PIPsUS: Self-Supervised Point Tracking in Ultrasound
This work addresses domain shift and data scarcity in ultrasound tracking for surgical guidance, though it is incremental as it adapts existing RGB-based tracking methods to ultrasound.
The authors tackled the problem of point-level correspondence tracking in ultrasound images by proposing PIPsUS, a self-supervised model that tracks multiple points across frames, achieving higher accuracy compared to methods like fast normalized cross-correlation and tuned optical flow.
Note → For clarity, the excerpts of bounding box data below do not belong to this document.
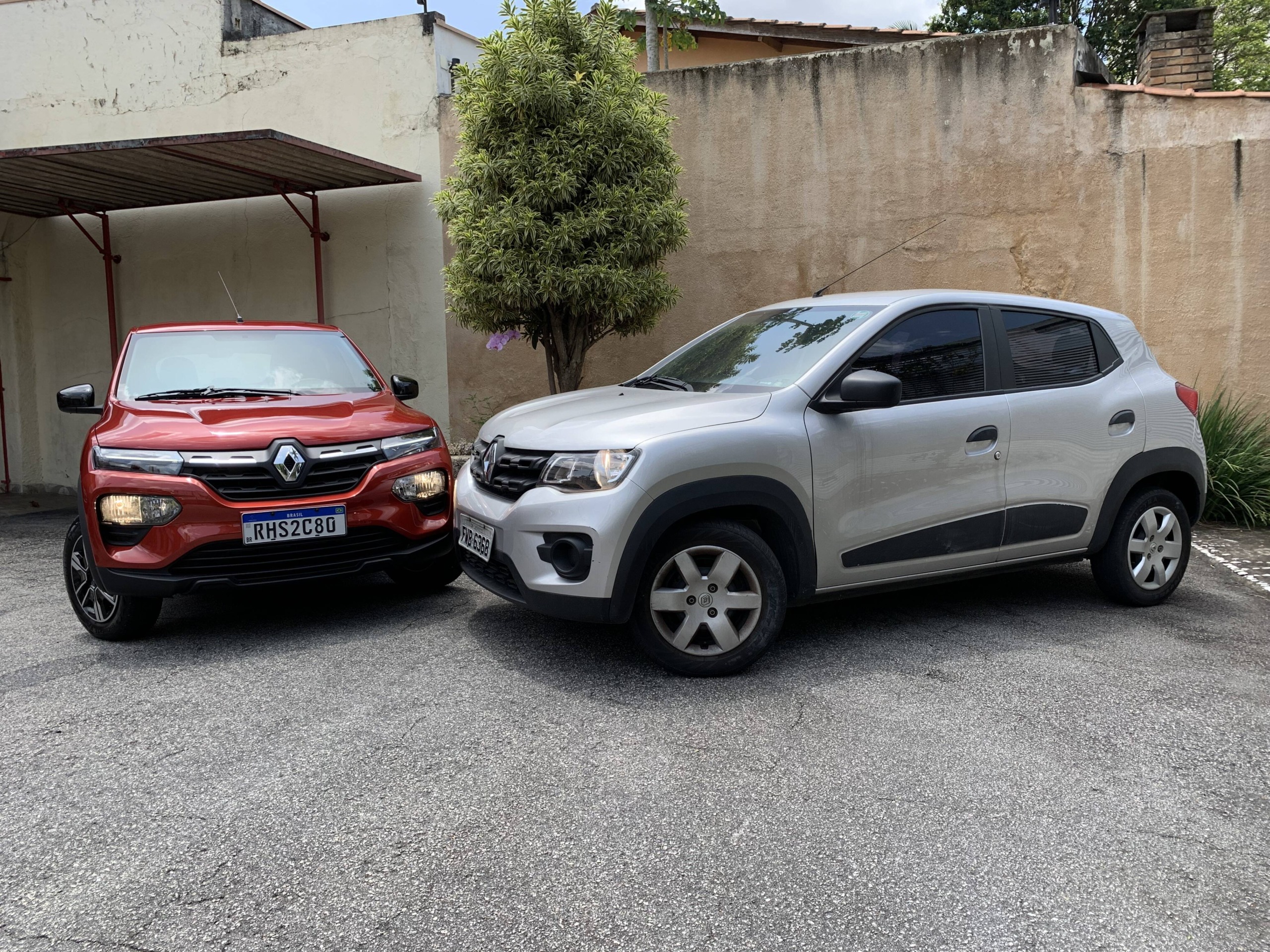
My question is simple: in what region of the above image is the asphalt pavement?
[0,513,1270,952]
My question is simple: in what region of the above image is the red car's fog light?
[392,470,446,503]
[97,495,181,526]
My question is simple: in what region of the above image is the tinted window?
[852,311,984,400]
[1001,311,1098,387]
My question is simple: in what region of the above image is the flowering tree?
[435,0,689,394]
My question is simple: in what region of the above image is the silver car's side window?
[1001,311,1098,390]
[852,308,986,400]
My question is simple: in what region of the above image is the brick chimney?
[1138,6,1216,89]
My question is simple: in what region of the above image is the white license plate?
[243,505,348,546]
[458,513,494,562]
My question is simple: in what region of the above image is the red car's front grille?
[182,454,383,503]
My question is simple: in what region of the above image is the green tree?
[435,0,689,394]
[930,0,1194,82]
[928,0,1270,82]
[1213,0,1270,93]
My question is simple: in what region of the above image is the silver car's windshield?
[644,304,882,392]
[117,329,382,400]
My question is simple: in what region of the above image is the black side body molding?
[1086,447,1208,555]
[606,476,816,623]
[842,509,1006,569]
[1001,503,1089,546]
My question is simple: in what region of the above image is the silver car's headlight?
[380,426,437,460]
[93,447,183,476]
[538,449,639,491]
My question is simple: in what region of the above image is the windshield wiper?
[136,387,296,400]
[622,374,692,391]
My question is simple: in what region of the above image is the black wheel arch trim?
[608,476,817,623]
[1087,447,1208,555]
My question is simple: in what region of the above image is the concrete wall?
[443,28,1270,433]
[0,0,476,487]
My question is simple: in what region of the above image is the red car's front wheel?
[62,519,163,641]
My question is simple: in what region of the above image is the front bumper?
[80,449,453,596]
[454,466,649,622]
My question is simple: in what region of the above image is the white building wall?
[0,0,478,489]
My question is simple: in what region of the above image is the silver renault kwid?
[456,291,1206,675]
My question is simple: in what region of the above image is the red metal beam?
[273,181,330,324]
[57,199,123,360]
[0,332,11,492]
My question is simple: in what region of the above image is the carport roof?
[0,129,420,218]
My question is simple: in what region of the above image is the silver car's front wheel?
[631,519,786,676]
[1128,505,1184,592]
[649,546,763,655]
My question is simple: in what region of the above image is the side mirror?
[392,373,419,400]
[57,383,104,416]
[813,371,904,414]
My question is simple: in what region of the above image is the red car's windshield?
[116,327,382,400]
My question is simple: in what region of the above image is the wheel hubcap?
[649,546,763,655]
[1128,505,1182,592]
[71,536,120,625]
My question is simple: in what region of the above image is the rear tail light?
[1173,383,1199,416]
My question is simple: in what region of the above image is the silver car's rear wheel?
[649,546,763,656]
[1128,505,1185,592]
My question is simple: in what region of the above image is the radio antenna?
[216,272,243,324]
[812,218,948,297]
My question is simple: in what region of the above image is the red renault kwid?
[57,324,460,641]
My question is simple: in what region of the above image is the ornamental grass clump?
[435,0,689,394]
[1199,390,1270,527]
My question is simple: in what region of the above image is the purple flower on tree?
[485,330,521,351]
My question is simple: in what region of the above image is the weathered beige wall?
[0,0,476,487]
[443,28,1270,441]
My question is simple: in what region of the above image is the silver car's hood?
[480,387,772,451]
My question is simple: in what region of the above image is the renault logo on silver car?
[273,443,305,482]
[480,437,503,482]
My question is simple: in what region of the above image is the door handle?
[965,426,997,443]
[1107,410,1138,437]
[965,426,1000,458]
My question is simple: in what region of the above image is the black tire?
[631,521,786,678]
[386,552,463,595]
[1089,486,1191,607]
[62,519,163,641]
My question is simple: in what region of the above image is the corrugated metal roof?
[0,129,420,218]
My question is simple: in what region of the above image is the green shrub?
[1199,388,1270,527]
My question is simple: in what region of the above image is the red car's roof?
[128,321,343,334]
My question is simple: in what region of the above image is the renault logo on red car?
[273,443,305,482]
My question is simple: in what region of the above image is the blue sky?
[268,0,939,37]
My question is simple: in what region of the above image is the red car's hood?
[93,391,433,449]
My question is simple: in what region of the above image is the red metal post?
[57,199,122,371]
[309,192,326,324]
[0,340,9,492]
[98,213,120,360]
[273,181,330,324]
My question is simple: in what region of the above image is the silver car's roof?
[755,288,1128,321]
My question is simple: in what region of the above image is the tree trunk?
[542,310,592,394]
[644,0,662,72]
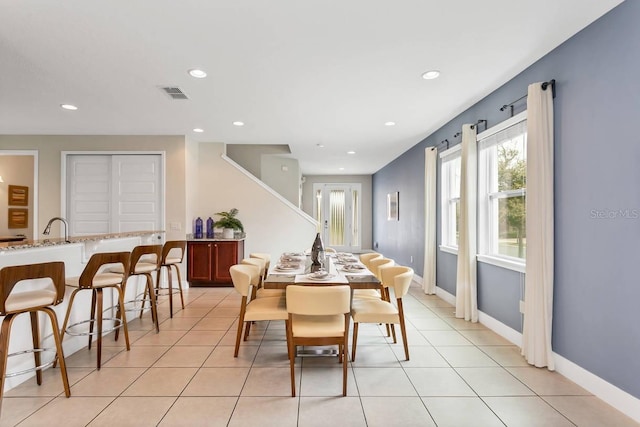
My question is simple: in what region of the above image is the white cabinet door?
[111,154,162,233]
[67,154,163,236]
[67,155,111,236]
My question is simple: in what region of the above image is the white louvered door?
[66,154,163,236]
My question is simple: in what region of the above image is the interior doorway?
[313,183,362,252]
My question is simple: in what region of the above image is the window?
[478,112,527,264]
[440,145,461,252]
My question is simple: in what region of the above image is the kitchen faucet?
[42,216,71,243]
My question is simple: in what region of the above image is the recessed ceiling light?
[189,68,207,79]
[422,70,440,80]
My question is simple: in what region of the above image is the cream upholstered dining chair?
[249,252,271,281]
[60,252,131,369]
[287,285,351,397]
[0,261,71,410]
[109,245,162,339]
[353,256,395,304]
[360,252,382,268]
[351,266,413,361]
[240,258,284,299]
[229,264,287,357]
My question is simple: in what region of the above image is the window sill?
[440,245,458,255]
[476,255,526,273]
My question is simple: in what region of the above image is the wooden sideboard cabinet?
[187,240,244,286]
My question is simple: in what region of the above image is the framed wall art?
[387,191,400,221]
[7,185,29,206]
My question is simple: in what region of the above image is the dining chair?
[286,285,351,397]
[360,252,382,268]
[240,258,284,300]
[156,240,187,318]
[0,261,71,411]
[61,252,131,370]
[351,266,413,361]
[229,264,287,357]
[353,255,395,304]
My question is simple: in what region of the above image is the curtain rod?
[453,119,487,138]
[500,79,556,117]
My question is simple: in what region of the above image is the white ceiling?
[0,0,621,175]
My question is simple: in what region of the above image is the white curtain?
[456,125,478,322]
[522,83,555,370]
[422,147,438,294]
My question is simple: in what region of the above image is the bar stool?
[62,252,131,369]
[0,261,71,410]
[109,245,162,339]
[156,240,187,317]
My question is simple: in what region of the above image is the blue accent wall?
[373,1,640,398]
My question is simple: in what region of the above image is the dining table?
[262,252,382,291]
[262,252,382,356]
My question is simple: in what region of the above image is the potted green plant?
[213,208,244,239]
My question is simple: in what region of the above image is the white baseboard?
[436,287,640,422]
[553,353,640,422]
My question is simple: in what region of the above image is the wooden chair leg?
[233,297,247,357]
[167,266,173,319]
[53,289,80,368]
[29,311,42,385]
[95,288,103,370]
[114,285,131,351]
[398,299,409,360]
[285,317,296,397]
[172,264,184,310]
[42,307,71,397]
[88,289,97,350]
[351,322,358,362]
[142,273,160,333]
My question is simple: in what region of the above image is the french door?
[313,184,362,252]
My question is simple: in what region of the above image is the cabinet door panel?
[187,242,212,282]
[213,242,238,283]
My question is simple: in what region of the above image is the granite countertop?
[0,230,164,252]
[187,233,245,242]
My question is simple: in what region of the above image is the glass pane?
[316,190,322,229]
[496,135,527,191]
[498,196,527,258]
[449,157,462,199]
[351,190,360,246]
[454,199,460,247]
[329,190,345,246]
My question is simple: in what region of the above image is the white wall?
[0,135,190,240]
[194,143,316,257]
[260,155,301,207]
[0,155,34,239]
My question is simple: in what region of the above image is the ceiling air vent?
[160,86,189,99]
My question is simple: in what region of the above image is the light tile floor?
[0,284,638,427]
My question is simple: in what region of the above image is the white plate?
[276,265,300,271]
[342,264,364,271]
[307,274,335,282]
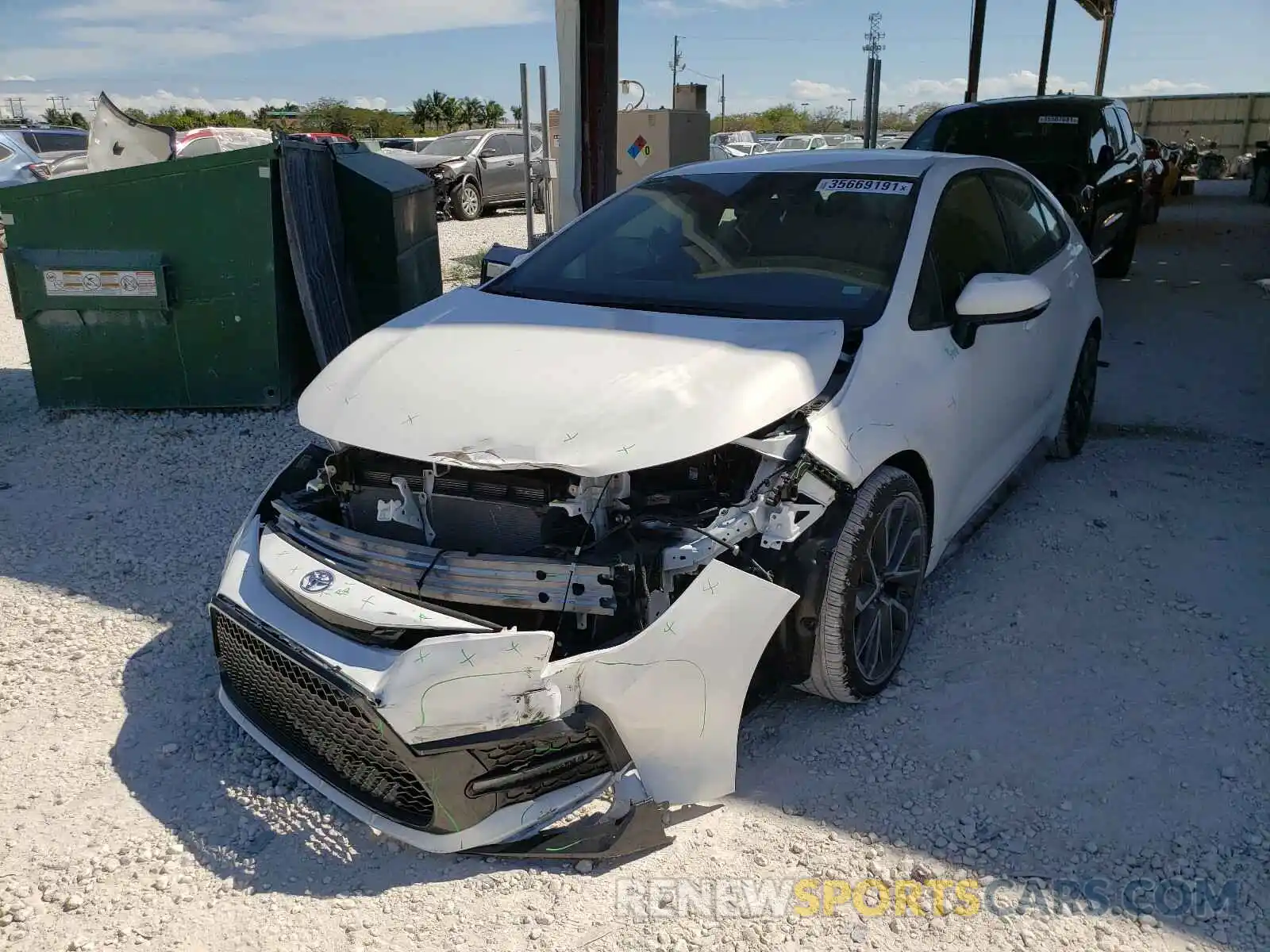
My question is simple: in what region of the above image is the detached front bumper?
[208,518,796,853]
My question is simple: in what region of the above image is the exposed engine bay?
[262,419,841,658]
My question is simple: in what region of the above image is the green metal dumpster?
[0,146,314,409]
[0,146,441,410]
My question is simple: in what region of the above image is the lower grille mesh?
[212,608,433,829]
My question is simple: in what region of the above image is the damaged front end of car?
[211,297,859,857]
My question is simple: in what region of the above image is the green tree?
[414,89,449,131]
[459,97,485,129]
[484,99,506,129]
[211,109,252,129]
[300,98,356,136]
[437,97,464,132]
[808,106,847,132]
[753,103,809,132]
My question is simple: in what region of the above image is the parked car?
[379,136,437,152]
[210,147,1103,859]
[904,95,1143,278]
[771,136,828,152]
[0,125,87,188]
[385,129,542,221]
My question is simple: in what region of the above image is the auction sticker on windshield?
[815,179,913,195]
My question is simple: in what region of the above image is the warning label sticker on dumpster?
[44,271,159,297]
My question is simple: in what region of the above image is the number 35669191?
[815,179,913,195]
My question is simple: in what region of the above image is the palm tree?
[485,99,506,129]
[410,99,437,132]
[459,97,485,129]
[437,97,462,132]
[415,89,449,129]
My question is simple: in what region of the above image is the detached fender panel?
[548,561,798,804]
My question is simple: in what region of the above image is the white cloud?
[56,89,294,116]
[8,0,548,75]
[790,80,851,103]
[1115,79,1211,97]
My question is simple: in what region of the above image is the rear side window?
[908,174,1010,330]
[1115,106,1134,144]
[988,171,1063,274]
[1103,106,1126,155]
[21,132,87,155]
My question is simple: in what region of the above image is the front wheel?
[1050,330,1100,459]
[1095,218,1138,278]
[449,182,481,221]
[802,466,929,702]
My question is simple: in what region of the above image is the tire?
[1253,165,1270,202]
[1049,328,1101,459]
[1141,195,1160,225]
[1094,220,1138,278]
[449,182,484,221]
[800,466,929,703]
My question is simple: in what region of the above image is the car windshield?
[904,102,1090,165]
[421,132,480,155]
[484,171,917,326]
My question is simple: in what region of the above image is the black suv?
[392,129,542,221]
[904,94,1145,278]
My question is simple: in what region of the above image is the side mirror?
[480,245,527,284]
[956,274,1049,326]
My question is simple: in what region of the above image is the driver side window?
[481,136,512,156]
[908,173,1012,330]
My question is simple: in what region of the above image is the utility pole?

Finding point-level correspondences is a fundamental problem in ultrasound (US), since it can enable US landmark tracking for intraoperative image guidance in different surgeries, including head and neck. Most existing US tracking methods, e.g., those based on optical flow or feature matching, were initially designed for RGB images before being applied to US. Therefore domain shift can impact their performance. Training could be supervised by ground-truth correspondences, but these are expensive to acquire in US. To solve these problems, we propose a self-supervised pixel-level tracking model called PIPsUS. Our model can track an arbitrary number of points in one forward pass and exploits temporal information by considering multiple, instead of just consecutive, frames. We developed a new self-supervised training strategy that utilizes a long-term point-tracking model trained for RGB images as a teacher to guide the model to learn realistic motions and use data augmentation to enforce tracking from US appearance. We evaluate our method on neck and oral US and echocardiography, showing higher point tracking accuracy when compared with fast normalized cross-correlation and tuned optical flow. Code will be available once the paper is accepted.